Reagan was "saddened and concerned" by his glimpse of the disaster scene and of recovery operations, according to assistant White House press secretary Mark Weinberg. The president indicated he may telephone some of the survivors.
Reagan struck a familiar anti-big-government, pro-private-initiative theme and mixed in a gibe at the Soviet Union in his speech to a luncheon of New York Partnership, Inc., a group dominated by businessmen and headed by David Rockefeller, the former chairman of Chase Manhattan Bank.
"You in the private sector--corporations, firms, merchants, family farmers, Mom and Pop stores all over the country--you hold the key," Reagan said.
He added that he is confident his economic program will work because "it places a premium on individual initiative."
Reagan lavished praise on New York Partnership as an example of the kind of private initiative that he says is essential to economic and social progress. "You are that tough, little tug that can pull our ship of state off the shoals and out into open water," he said.
New York Partnership, organized in 1979, created more than 13,000 summer jobs in private businesses for disadvantaged youths last year. "Nothing that large or successful has ever been achieved anywhere else," Reagan said.
In contrast, he said that government "social experiments" were well-intentioned, "but too often those meant to benefit most from government-imposed solutions paid the highest price and bore the deepest scars when they failed." He equated big government with a loss of freedom: "The brutal, Soviet-sponsored repression in Poland reminds us how precious our blessings are. Ironically, the Soviets understand and agree. They believe freedom is precious, too--they ration it like all the other good things their people don't have."
Reagan said, "This can be an era of losing freedom or one of reclaiming it. I think we have made our choice and turned an historic corner. We are not going back to the glory days of big government."
In urging greater private-sector charitable work, Reagan quoted the Rev. Billy Graham as estimating that if the nation's churches and synagogues adopted an average of 10 poor families each "we could eliminate all government welfare in this country."
But Reagan said he is not asking the private sector to replace--dollar for dollar--every cut in the federal budget.
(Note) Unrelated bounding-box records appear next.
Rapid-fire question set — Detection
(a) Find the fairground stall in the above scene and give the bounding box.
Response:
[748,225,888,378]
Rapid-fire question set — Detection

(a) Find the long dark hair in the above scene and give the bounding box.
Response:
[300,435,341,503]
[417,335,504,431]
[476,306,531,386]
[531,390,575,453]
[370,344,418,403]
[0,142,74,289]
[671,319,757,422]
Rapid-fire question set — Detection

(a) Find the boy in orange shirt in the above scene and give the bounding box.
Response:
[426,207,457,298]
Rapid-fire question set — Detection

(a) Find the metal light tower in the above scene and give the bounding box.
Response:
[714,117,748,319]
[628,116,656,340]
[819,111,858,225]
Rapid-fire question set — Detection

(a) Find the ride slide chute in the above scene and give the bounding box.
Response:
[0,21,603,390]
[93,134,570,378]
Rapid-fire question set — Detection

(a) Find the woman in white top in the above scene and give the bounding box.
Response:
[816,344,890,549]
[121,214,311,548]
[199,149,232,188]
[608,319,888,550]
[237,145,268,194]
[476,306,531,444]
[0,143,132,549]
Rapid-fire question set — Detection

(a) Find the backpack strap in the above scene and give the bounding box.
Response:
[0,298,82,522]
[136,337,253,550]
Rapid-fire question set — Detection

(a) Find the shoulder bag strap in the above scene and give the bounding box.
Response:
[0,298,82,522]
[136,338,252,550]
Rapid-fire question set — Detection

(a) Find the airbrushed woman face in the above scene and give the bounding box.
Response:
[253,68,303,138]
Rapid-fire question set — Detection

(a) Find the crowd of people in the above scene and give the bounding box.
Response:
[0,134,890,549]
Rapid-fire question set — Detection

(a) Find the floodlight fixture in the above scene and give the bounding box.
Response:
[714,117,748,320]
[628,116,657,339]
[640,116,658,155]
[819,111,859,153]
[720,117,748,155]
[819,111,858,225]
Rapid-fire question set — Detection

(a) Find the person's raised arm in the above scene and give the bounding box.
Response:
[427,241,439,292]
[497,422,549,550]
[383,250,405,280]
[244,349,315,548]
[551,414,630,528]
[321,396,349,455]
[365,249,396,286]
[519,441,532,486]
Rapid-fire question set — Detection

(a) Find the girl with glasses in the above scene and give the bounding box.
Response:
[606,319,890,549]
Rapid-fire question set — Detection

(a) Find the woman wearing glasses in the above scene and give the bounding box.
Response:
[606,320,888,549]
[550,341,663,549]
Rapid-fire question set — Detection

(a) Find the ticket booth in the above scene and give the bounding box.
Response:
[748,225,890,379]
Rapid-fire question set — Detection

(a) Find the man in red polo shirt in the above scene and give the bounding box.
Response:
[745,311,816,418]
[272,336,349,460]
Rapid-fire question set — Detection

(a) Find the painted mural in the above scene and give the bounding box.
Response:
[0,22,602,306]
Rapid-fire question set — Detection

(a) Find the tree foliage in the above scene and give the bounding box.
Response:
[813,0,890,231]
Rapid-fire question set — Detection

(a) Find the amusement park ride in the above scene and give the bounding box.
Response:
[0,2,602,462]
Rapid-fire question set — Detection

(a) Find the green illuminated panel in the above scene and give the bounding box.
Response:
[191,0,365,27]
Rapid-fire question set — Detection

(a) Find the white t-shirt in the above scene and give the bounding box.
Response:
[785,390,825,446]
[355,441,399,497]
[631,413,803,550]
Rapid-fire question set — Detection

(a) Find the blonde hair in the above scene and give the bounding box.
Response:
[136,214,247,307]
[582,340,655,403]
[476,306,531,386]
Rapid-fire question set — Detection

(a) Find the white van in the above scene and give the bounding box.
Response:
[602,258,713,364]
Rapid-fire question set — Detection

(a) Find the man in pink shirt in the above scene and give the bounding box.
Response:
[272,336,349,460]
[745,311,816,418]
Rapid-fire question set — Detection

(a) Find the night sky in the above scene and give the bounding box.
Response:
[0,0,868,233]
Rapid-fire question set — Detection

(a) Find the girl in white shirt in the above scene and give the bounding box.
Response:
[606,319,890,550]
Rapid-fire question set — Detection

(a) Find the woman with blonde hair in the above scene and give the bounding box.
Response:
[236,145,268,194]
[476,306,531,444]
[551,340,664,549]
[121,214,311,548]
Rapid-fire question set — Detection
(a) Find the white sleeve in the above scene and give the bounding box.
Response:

The same benefits can be achieved at less cost, he said. "Private human capital is far more valuable and effective than federal money."
The president cited successful substitution of private initiatives for government actions in Arizona, Boston and Washington, D.C. Jubilee Housing in Washington has found jobs for 55 welfare recipients and claims it can renovate housing far cheaper than federally financed programs do, he said.
Reagan, as he frequently does in speeches, quoted from letters sent to him by Americans who support his economic program.
A blind 94-year-old woman in Odessa, Fla., wrote to say that she was "thrilled" at his efforts to make America "a nation of neighbors who care about each other; families who take care of their own," he said.
A Massachusetts man in his 80s, Reagan said, sent his monthly Social Security check "to be used for reducing the national debt."
Reagan even described a letter he has not received. No one has written him asking "will you please rescind my tax cut? Will you please raise my taxes so we can get our economy moving again?" he said.
After his speech to about 1,600 people in the grand ballroom of the Waldorf Astoria, Reagan met for about 45 minutes with U.N. Secretary General Javier Perez de Cuellar and U.S. Ambassador to the United Nations Jeane J. Kirkpatrick in a hotel suite. It was the president's first meeting with the newly selected secretary general.